The Villages emerged in its current form in the 1990s, clumps of tightly packed homes interlaced with golf courses, restaurants and paved trails for the omnipresent golf carts that residents use to putter from place to place. But the heart of each village is the Town Square, a gathering place carefully designed to evoke the days of Spanish settlement in Florida, the dusty cattle ranches of the 19th century and the Northeastern lakes that wealthy Floridians fled to in the mid-20th century to escape the summer heat. If the cartoonish storefronts aren't enough to sell Villagers on the authenticity of the community's self-described "unique fabled history," there are also plenty of fake historical plaques, similar to the one Trump installed on one of his golf courses.
This is a two-step historical fantasy: first creating a false past and then evoking a deep longing to return to it. And of course, it is not just an elaborate fantasy meant to sell real estate -- it's the political fantasy neatly encapsulated in the phrase, Make America Great Again. It is both manufactured and weaponized nostalgia.
Comedian and writer John Hodgman regularly reminds his audiences that nostalgia is a toxic impulse. From Greek roots that translate to "return home" and "pain," nostalgia is an ache for something you cannot have -- a return to the past -- made more acute by the knowledge that you once had it. It is not a memory fondly recalled but a sense of loss and grief that can easily curdle into resentment and bitterness -- particularly if you believe that what you lost was unjustly taken from you and that you deserve to have it back.
Nostalgia fuels the architecture and artifice of The Villages, but it also fuels its politics. Sumter County, home to The Villages, gave 68% of its votes to Trump in both the 2016 and 2020 elections. As that number suggests, it's not pure Trump country. Though small in number, more liberal Villagers made themselves known during the 2020 election, donning Biden-Harris gear, hanging up hand-drawn signs with slogans like, "Truth Not Lies," and talking regularly to journalists who wondered if the newly visible Democratic Villagers were a sign that Trump was in danger in his adopted home state of Florida (he wasn't -- he won that state by 3 points).
The political tensions in The Villages were on full display during the 2020 campaign. Unlike four years earlier, a pro-Trump golf-cart parade in July 2020 drew counterprotesters. That clash in the community, which is 98% White, made headlines when man leading the parade shouted, "White power!" at the protestors in a video that Trump promptly quote-tweeted, writing, "Thank you to the great people of The Villages!"
At the time, the White House said that Trump had not heard the repeated cries of "White power"; a writer for the New York Times noted, "To miss this would require superhuman powers of cluelessness.

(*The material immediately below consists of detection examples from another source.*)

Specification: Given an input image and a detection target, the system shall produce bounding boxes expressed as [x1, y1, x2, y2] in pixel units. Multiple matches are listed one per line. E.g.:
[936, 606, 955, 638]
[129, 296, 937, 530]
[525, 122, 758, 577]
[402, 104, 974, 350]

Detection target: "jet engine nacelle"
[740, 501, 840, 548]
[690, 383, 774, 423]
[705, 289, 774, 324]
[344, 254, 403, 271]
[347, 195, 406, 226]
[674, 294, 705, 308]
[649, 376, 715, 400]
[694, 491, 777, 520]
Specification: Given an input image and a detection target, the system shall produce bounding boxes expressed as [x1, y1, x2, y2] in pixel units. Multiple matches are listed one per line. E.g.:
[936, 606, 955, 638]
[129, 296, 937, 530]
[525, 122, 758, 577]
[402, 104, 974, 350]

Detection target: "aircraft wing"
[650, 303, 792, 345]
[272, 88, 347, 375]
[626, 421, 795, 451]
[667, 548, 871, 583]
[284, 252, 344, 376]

It would be like recommending that everyone watch Abraham Zapruder's wonderful footage of a scenic but uneventful 1963 parade in downtown Dallas." Nostalgia, it turns out, is as much about erasing the past as fabricating it.
The fiction of nostalgia is politically important because it disguises a desire for power as a longing for the past. It creates a justification: We have a right to power because it was ours before. And that justification excuses all kinds of behavior. What's a few illicit votes, or an insurrection, if they set the world right again?
My mom moved out of The Villages before the MAGA hats arrived, but our encounter with the creeping-sharia welcoming committee made clear that the community's politics had solidified well before Trump ran for president. His campaign resonated there not because it was so radically new but because it was comfortably familiar.